Yapısal proteinler, hücre şekli ve hareketinden kemikler, kıkırdak, saç ve kaslar gibi ana yapılara destek sağlamaya kadar çeşitli işlevlerden sorumlu bir protein kategorisidir. Bu grup kollajen, aktin, miyozin ve keratin gibi proteinleri içerir.
Memelilerde en bol bulunan protein olan kollajen tüm vücutta bulunur. Cilt, bağlar ve tendonlar gibi bağ dokusunda gerilme mukavemeti ve elastikiyet sağlar. Kemikler ve dişlerde mineralize olarak dokuya sertlik kazandırır ve dokunun yük taşıma kapasitesi artırır. Yapısal desteğe ek olarak, kollajen ayrıca hücre ve doku şeklindeki değişiklikleri içeren büyüme ve göç gibi hücresel süreçleri düzenlemek için hücre yüzeyi reseptörleri ve diğer ara moleküller ile etkileşime girebilir.

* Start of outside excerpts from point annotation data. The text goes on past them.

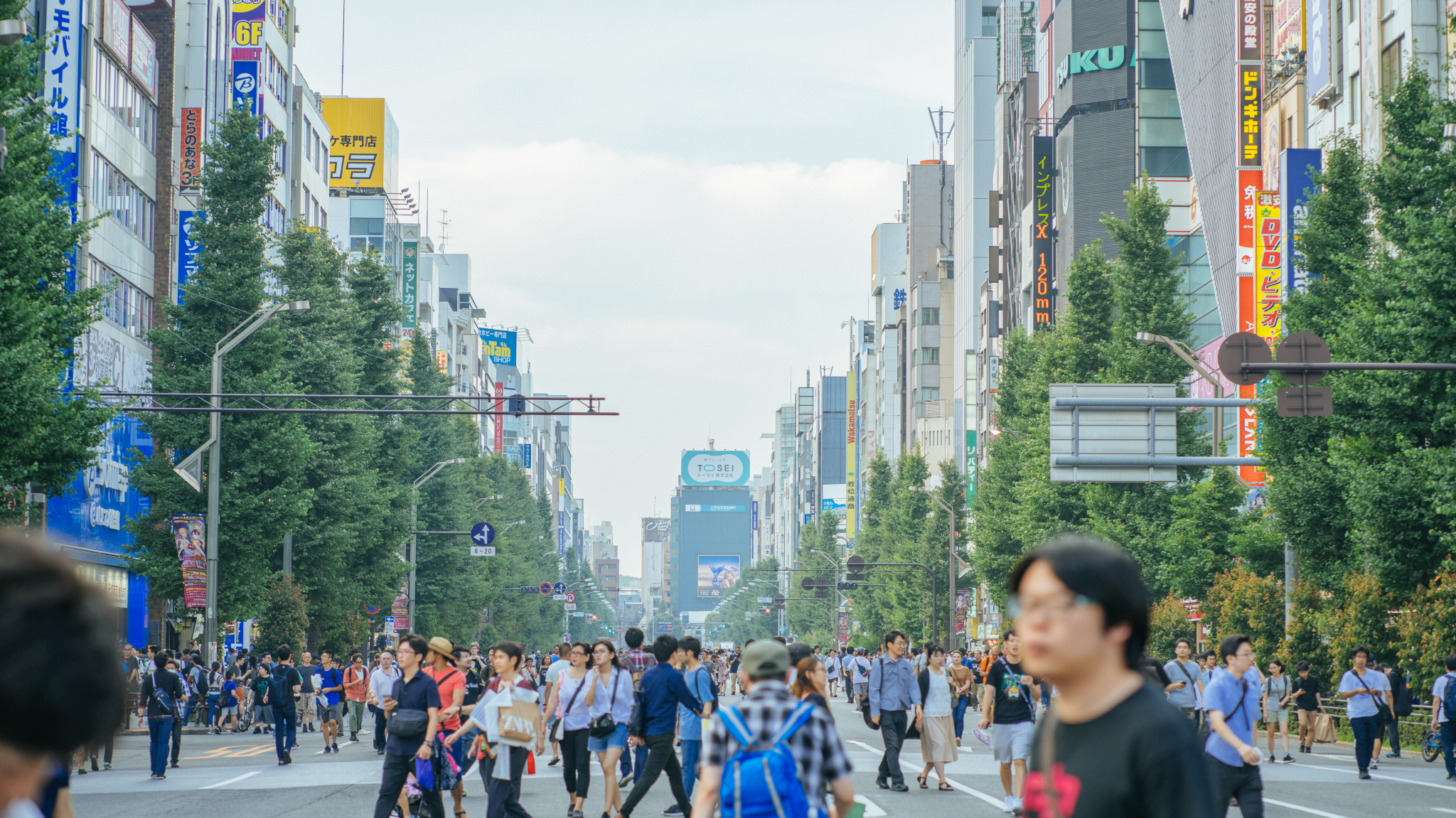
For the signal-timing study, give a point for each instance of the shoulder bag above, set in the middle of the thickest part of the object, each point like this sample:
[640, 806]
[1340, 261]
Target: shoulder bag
[405, 722]
[606, 723]
[557, 726]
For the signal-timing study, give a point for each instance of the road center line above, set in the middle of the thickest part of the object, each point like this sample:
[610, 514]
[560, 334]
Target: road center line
[1312, 811]
[232, 780]
[996, 802]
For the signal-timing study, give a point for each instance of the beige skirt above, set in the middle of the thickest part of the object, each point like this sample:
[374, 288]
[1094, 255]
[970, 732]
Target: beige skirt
[938, 740]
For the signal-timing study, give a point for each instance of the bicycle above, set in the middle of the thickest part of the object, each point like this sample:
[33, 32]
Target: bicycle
[1432, 746]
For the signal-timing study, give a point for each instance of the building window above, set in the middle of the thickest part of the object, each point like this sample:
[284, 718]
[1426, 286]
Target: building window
[112, 193]
[115, 92]
[127, 306]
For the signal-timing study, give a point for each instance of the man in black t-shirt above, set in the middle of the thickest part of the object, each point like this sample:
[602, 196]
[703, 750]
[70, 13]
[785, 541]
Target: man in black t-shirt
[1111, 746]
[1011, 699]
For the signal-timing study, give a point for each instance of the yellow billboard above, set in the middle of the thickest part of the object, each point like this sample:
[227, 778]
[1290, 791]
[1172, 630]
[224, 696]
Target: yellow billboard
[361, 144]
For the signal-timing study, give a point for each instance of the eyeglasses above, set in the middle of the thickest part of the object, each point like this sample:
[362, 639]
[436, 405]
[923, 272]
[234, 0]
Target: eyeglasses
[1051, 609]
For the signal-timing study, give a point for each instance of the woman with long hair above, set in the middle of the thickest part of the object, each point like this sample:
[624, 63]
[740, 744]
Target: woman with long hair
[936, 719]
[571, 701]
[612, 694]
[810, 683]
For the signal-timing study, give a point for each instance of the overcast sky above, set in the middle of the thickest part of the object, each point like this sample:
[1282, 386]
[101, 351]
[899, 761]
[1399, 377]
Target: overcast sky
[675, 197]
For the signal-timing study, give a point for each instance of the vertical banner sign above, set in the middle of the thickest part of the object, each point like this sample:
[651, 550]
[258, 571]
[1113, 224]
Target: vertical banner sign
[63, 92]
[1295, 169]
[190, 150]
[1044, 309]
[187, 252]
[190, 534]
[851, 436]
[1317, 45]
[1248, 419]
[1267, 277]
[1251, 118]
[248, 38]
[410, 284]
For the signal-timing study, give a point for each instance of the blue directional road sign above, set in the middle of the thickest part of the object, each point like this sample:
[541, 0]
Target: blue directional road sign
[482, 533]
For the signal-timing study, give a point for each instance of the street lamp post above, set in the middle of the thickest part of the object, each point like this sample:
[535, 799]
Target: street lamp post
[950, 630]
[414, 524]
[215, 463]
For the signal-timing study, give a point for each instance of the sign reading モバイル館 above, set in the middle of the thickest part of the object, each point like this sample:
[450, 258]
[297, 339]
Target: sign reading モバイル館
[715, 468]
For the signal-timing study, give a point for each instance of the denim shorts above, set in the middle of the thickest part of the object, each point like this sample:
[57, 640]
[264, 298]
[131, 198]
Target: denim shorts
[618, 740]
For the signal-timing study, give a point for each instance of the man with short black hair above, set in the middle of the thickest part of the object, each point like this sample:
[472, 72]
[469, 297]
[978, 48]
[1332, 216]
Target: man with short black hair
[1114, 741]
[654, 721]
[819, 753]
[894, 694]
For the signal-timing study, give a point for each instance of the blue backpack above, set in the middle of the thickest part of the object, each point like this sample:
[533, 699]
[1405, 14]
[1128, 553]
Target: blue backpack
[765, 783]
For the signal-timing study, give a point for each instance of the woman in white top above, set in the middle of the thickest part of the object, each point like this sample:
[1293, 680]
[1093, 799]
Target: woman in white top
[612, 693]
[936, 719]
[571, 702]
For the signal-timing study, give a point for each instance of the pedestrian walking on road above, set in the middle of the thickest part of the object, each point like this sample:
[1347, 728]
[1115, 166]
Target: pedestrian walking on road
[286, 684]
[894, 702]
[414, 712]
[1111, 746]
[1233, 699]
[380, 683]
[331, 683]
[1305, 689]
[355, 693]
[1007, 709]
[1278, 691]
[1365, 691]
[612, 696]
[1443, 714]
[936, 722]
[654, 721]
[769, 712]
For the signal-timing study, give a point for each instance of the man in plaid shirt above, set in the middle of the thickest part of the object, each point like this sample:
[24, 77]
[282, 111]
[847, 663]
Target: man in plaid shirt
[638, 661]
[765, 709]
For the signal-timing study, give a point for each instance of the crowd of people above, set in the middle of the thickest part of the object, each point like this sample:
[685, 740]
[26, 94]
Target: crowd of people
[1066, 701]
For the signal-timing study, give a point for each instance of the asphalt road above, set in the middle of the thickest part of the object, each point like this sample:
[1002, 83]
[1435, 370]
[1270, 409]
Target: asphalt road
[237, 775]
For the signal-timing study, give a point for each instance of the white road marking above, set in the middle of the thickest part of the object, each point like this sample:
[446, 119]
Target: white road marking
[871, 808]
[996, 802]
[232, 780]
[1312, 811]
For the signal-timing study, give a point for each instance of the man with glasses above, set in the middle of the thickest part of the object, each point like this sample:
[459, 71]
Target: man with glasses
[893, 693]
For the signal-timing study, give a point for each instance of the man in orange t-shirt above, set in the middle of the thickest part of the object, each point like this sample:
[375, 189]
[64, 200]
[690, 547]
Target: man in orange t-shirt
[440, 667]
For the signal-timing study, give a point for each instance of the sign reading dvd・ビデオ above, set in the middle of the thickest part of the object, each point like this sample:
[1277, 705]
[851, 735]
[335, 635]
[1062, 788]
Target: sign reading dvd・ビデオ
[715, 468]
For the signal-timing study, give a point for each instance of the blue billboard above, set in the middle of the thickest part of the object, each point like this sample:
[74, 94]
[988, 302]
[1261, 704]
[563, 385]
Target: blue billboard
[715, 468]
[500, 345]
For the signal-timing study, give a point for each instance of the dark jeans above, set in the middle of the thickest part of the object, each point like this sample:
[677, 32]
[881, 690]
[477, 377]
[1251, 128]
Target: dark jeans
[893, 730]
[397, 769]
[284, 731]
[1449, 744]
[1366, 730]
[575, 762]
[161, 731]
[660, 758]
[504, 795]
[1242, 783]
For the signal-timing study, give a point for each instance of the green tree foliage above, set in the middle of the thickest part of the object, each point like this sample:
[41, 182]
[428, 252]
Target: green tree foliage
[46, 438]
[265, 458]
[284, 618]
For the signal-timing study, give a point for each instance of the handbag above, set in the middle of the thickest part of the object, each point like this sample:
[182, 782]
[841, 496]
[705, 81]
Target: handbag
[604, 725]
[557, 725]
[405, 722]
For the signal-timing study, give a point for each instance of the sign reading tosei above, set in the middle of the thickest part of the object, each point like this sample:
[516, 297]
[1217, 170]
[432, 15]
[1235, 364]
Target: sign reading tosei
[715, 468]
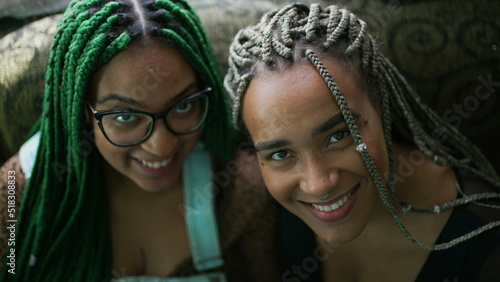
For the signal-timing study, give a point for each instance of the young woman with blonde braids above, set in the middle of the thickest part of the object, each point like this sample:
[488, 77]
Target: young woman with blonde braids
[129, 177]
[346, 145]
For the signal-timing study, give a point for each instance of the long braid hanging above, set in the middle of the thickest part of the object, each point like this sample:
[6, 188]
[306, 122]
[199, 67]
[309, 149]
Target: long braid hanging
[401, 106]
[63, 225]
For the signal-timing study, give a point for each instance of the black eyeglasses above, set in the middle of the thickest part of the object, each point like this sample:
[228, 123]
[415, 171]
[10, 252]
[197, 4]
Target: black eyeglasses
[125, 128]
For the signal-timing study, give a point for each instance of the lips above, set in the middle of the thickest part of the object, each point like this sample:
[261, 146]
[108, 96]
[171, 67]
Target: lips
[335, 209]
[156, 164]
[335, 206]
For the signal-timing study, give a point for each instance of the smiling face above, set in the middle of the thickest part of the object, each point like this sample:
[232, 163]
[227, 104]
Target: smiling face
[305, 150]
[149, 79]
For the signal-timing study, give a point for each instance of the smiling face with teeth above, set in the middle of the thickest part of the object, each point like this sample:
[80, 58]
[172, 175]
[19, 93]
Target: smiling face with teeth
[149, 79]
[305, 149]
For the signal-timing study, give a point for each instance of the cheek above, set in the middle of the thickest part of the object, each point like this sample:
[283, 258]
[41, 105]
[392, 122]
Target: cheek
[279, 186]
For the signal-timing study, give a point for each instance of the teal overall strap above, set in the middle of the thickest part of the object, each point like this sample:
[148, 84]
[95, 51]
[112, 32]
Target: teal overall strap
[199, 209]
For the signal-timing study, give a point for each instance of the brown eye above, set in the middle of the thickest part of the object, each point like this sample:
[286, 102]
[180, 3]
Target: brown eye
[280, 155]
[337, 136]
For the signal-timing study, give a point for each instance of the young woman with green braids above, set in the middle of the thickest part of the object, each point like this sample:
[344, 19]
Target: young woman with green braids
[346, 145]
[129, 176]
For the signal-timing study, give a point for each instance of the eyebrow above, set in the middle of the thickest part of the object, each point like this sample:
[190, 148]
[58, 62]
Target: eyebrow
[130, 101]
[270, 145]
[330, 123]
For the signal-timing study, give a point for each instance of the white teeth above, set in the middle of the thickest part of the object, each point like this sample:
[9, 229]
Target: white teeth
[334, 206]
[156, 165]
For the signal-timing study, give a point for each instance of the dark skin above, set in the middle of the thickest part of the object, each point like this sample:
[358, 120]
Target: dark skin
[304, 156]
[145, 188]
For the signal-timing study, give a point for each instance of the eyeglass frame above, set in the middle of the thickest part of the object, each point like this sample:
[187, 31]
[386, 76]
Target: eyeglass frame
[98, 115]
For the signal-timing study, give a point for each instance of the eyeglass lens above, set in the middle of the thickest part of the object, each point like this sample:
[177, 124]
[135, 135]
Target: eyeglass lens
[130, 128]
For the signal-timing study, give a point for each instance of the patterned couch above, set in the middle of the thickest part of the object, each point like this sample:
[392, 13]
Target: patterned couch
[449, 50]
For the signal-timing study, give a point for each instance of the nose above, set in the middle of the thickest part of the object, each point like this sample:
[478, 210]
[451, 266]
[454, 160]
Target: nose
[161, 142]
[318, 177]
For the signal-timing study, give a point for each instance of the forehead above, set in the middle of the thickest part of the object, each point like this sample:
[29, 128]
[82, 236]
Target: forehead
[300, 88]
[143, 71]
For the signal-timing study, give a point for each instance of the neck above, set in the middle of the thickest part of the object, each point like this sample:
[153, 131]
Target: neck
[123, 191]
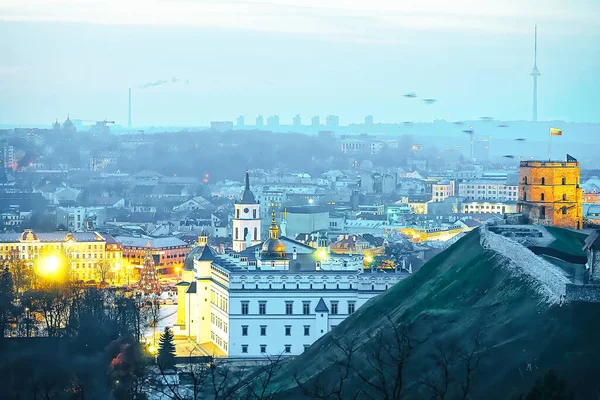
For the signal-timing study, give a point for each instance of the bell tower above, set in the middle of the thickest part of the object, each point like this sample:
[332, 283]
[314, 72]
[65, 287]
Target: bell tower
[246, 219]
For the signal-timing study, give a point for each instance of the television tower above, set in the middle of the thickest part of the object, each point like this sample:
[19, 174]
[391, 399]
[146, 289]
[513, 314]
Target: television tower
[129, 112]
[535, 73]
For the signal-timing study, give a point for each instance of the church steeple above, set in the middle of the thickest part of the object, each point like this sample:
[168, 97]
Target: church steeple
[246, 219]
[273, 229]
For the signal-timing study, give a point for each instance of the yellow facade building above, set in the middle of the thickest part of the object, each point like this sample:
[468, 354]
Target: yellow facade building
[87, 255]
[550, 193]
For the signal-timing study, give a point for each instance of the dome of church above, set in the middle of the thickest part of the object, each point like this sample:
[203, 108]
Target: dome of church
[273, 247]
[366, 165]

Yapısal proteinler hücre hücre iskeletinin temel çerçevesini oluşturur. Hücre iskeleti üç tip filamentten, mikrofilamentlerden, ara filamentlerden ve mikrotübüllerden oluşur ve her biri farklı yapısal proteinler içerir. Mikrofilament, aktin proteini uzun tekrarlayan yapılara kendi kendine polimerize olduğunda oluşur. Bu aktin filamentleri hücre şekline ve organizasyonuna katkıda bulunur ve ek olarak, mikrofilamentler miyozin ile birlikte hareket ettiğinde hücre hareketine ve bölünmesine de katkıda bulunabilir. Ara filamentlerin bileşimi hücre tipine göre değişir. Çeşitli ara filamentleri kodlayan yaklaşık 70 farklı gen vardır. Epitel hücrelerindeki ara filamentler keratin içerir, periferik nöronlar periferin içerir ve kas hücrelerindeki sarkomerler desmin içerir. Bu filamentlerin birincil yapısal işlevi, hücreleri güçlendirmek ve bunları dokulara dönüştürmek üzere düzenlemektir. Mikrotübüller, tübülinler adı verilen yapısal proteinlerden oluşur. Tübülinler, organellerin yeri de dahil olmak üzere sitoplazmanın organizasyonuna katkıda bulunan mikrotübüller oluşturmak için kendi kendine toplanır. Mikrotübüller ayrıca mitoz ve hücre bölünmesi için de gereklidir.
Yapısal proteinler yaygın olduğu için, bu proteinlerden herhangi birini kodlayan bir gendeki bir mutasyonun ciddi zararlı etkileri olabilir. Örneğin kollajen kodlayan bir gendeki bir mutasyon, bağ dokularında zayıf kemikler ve deformiteler ile karakterize edilen osteogenesis imperfecta olarak bilinen bir duruma neden olabilir. Bir kollajen genindeki farklı mutasyonlar, böbrekler, gözler ve kulaklar gibi organlarda problemlerle karakterize olan Alport sendromuna neden olabilir.